Dann wurde die Jugend in den sog. "Laden" geschickt, wo wir aufgeregt und erwartungsvoll durch die mit leichten Vorhängen verhüllten Scheiben der Küchentüren etwas von den Vorgängen im hinteren Zimmer zu erspähen versuchten. Flammten dann die ersten Lichter am Christbaum auf und ertönte darauf die vom Bruder Paul geblasene Kindertrompete, dann stürmten wir jubelnd in die Wohnstube, um beim Glanz des Lichterbaumes alsbald wieder zu verstummen. Nach dem Gesang der Weihnachtslieder wurde erst schüchtern, bald aber dreister der reichlich bestellte Gabentisch besichtigt, wo jeder zu seiner Freude das fand, was er sich gewünscht hatte und noch manches mehr."

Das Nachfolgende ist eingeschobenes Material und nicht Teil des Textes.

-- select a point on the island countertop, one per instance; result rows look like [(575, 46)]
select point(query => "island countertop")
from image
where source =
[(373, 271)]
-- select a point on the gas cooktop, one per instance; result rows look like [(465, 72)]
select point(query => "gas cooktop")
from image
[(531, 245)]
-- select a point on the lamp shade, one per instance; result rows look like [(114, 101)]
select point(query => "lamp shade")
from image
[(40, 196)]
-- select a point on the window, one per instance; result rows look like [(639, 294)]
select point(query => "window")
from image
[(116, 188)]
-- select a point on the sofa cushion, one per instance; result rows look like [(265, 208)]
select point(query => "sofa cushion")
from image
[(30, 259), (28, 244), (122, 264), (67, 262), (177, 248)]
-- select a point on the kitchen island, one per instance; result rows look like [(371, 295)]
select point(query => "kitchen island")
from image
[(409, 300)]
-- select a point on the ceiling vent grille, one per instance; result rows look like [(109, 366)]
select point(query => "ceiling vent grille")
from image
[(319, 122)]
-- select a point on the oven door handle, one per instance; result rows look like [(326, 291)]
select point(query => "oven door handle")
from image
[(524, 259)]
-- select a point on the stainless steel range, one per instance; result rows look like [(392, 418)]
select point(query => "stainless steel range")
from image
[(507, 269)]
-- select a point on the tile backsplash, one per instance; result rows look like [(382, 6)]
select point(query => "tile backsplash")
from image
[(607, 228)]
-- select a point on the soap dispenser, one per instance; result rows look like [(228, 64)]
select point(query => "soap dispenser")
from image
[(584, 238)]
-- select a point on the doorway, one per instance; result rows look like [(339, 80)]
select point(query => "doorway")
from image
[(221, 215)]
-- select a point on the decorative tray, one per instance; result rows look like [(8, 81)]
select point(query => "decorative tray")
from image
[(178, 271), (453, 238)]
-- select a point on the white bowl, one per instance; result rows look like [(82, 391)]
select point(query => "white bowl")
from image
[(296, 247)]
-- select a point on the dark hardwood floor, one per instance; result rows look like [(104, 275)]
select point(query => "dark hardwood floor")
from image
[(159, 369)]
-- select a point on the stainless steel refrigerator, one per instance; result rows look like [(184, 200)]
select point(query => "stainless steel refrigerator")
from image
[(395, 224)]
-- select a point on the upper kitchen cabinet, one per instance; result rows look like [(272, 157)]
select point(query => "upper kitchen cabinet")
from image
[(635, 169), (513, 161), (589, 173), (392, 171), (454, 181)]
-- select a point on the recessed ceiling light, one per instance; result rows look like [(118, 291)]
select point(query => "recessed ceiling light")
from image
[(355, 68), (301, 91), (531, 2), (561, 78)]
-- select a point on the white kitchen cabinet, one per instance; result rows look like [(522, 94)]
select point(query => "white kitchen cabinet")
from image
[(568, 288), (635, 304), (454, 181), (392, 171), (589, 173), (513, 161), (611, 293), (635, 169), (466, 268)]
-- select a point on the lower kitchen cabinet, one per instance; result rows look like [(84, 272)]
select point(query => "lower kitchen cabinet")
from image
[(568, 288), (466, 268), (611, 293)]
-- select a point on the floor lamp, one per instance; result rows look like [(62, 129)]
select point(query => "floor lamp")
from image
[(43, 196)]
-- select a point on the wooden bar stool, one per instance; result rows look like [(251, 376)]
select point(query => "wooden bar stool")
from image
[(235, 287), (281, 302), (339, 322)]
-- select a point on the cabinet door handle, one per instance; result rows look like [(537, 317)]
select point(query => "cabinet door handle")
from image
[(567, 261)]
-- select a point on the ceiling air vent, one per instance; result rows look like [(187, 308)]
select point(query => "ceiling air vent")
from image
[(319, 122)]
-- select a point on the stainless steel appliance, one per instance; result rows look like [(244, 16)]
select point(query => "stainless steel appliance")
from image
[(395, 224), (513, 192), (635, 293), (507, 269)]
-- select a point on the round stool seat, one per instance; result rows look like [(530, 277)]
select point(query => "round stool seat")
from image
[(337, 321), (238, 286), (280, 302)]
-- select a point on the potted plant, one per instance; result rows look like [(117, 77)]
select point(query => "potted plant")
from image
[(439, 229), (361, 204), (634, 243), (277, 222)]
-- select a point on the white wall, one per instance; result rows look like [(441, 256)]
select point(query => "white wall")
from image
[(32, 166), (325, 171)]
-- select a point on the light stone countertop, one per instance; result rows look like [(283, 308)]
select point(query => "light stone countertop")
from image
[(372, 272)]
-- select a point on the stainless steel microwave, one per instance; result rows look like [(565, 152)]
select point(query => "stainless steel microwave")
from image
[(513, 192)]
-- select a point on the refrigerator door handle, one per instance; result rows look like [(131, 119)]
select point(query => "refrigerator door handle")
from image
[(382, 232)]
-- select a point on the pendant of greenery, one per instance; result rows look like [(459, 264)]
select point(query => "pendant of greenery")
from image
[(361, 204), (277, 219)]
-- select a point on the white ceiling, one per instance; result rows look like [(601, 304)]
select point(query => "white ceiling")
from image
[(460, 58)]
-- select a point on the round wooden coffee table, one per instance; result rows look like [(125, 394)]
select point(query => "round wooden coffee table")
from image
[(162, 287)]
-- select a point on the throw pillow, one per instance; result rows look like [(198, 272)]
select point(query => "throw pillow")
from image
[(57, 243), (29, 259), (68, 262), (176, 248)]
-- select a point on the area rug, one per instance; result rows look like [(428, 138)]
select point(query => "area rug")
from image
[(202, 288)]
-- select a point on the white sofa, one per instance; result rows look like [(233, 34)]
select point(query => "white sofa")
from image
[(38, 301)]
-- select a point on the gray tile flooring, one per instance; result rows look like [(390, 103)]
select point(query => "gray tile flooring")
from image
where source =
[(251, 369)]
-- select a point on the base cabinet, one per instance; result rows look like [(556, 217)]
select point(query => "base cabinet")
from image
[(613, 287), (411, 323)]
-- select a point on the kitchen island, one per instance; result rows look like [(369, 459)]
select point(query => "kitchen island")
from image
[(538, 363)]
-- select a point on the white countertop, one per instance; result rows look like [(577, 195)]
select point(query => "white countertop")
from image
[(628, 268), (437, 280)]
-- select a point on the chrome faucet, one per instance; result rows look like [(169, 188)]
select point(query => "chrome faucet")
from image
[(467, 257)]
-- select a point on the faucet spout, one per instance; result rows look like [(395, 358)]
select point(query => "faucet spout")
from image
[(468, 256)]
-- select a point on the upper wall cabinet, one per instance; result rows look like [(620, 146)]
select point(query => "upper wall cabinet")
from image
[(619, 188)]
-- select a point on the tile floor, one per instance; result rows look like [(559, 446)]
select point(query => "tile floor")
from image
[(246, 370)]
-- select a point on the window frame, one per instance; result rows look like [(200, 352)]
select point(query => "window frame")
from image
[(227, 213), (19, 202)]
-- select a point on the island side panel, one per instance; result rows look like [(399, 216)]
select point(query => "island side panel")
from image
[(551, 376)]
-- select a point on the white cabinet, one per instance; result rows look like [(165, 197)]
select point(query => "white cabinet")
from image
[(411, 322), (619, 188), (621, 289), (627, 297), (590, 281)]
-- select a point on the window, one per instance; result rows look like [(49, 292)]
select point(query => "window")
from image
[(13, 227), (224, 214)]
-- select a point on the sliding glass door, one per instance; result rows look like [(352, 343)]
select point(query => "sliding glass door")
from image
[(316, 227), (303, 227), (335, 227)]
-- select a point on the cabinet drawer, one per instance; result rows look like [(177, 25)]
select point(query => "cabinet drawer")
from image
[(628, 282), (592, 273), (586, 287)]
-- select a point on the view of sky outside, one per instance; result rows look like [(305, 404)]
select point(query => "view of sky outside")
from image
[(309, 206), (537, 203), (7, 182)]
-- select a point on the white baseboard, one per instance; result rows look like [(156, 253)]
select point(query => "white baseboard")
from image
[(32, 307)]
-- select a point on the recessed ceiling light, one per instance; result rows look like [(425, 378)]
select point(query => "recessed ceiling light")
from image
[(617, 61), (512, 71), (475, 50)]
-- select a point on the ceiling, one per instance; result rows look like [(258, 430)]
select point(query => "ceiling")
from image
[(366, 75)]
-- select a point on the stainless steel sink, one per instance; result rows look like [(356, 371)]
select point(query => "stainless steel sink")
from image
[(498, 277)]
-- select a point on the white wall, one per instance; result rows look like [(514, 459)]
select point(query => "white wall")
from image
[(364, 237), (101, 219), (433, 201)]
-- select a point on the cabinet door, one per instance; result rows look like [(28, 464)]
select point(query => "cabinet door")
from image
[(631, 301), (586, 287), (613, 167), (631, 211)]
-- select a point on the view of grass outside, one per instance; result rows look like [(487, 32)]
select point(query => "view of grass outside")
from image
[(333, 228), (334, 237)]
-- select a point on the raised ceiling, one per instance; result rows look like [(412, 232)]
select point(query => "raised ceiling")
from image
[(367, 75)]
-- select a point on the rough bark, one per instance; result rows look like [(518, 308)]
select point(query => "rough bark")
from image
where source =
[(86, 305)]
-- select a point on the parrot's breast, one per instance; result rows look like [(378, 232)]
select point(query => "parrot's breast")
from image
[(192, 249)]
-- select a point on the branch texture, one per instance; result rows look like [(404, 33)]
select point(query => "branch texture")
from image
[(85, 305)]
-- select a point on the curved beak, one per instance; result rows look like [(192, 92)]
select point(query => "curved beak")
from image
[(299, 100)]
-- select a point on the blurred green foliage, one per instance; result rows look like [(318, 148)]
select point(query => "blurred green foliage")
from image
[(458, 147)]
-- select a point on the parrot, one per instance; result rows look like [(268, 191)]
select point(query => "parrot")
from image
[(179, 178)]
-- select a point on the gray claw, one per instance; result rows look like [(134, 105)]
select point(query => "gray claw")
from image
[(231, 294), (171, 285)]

Ja, das war ein Stimmungsbericht aus dem Kleinstädtchen Polkwitz vor rund 115 Jahren. Aber noch an anderer Stelle hat uns Eugen Niedergesäß Weihnachtliches hinterlassen: am Ende einer ebenfalls unveröffentlichten Maschinenschrift, die er mit dem Titel "Meine Schulzeit" versehen hat. Die Schilderung bezieht sich auf das Jahr 1890, als in der Liegnitzer Ritter-Akademie die Weihnachtsferien begannen. Unser Chronist schrieb:

"Nach der Schulentlassungsfeier in der Aula waren wir frei und rüsteten uns nach dem Mittagessen zur Fahrt nach Polkwitz. Der Zug führte uns nach Lüben, wo am Bahnhof schon der Postwagen nach Polkwitz stand. Aber erst fuhr er noch in den Hof des Postamtes ein, wo wir fast eine Stunde im dicht besetzten Wagen warten mussten, bis die zahlreichen Weihnachtspakete und Briefschaften gebracht und verstaut worden waren. Dann erst - wir waren durch das lange Warten schon etwas ängstlich geworden - setzte sich der Wagen gemächlich in Bewegung, und die müden Gäule zottelten mit uns langsam durch die Stadt. Es hatte geschneit. Das Tempo der Fahrt ließ noch weiter nach, und der Postwagen schaukelte wie ein Kahn im Sturm. Das war mehr, als wir vertragen konnten. Nach einer knappen halben Stunde verließen wir das Gefährt, gaben dem Kutscher den Auftrag, den Schwestern in Polkwitz den Reisekorb zu geben und ihnen zu sagen, dass wir zu Fuß nachkommen würden. Wir hatten noch gut anderthalb Meilen zu marschieren - in Dunkelheit und Schnee. Aber nach gar nicht langer Zeit waren wir unseren "Kater" gänzlich los und kamen nicht viel später nach Polkwitz als die Post. Die Schwestern freuten sich, und auch in uns war die Ferien- und Weihnachtsfreude wieder erwacht."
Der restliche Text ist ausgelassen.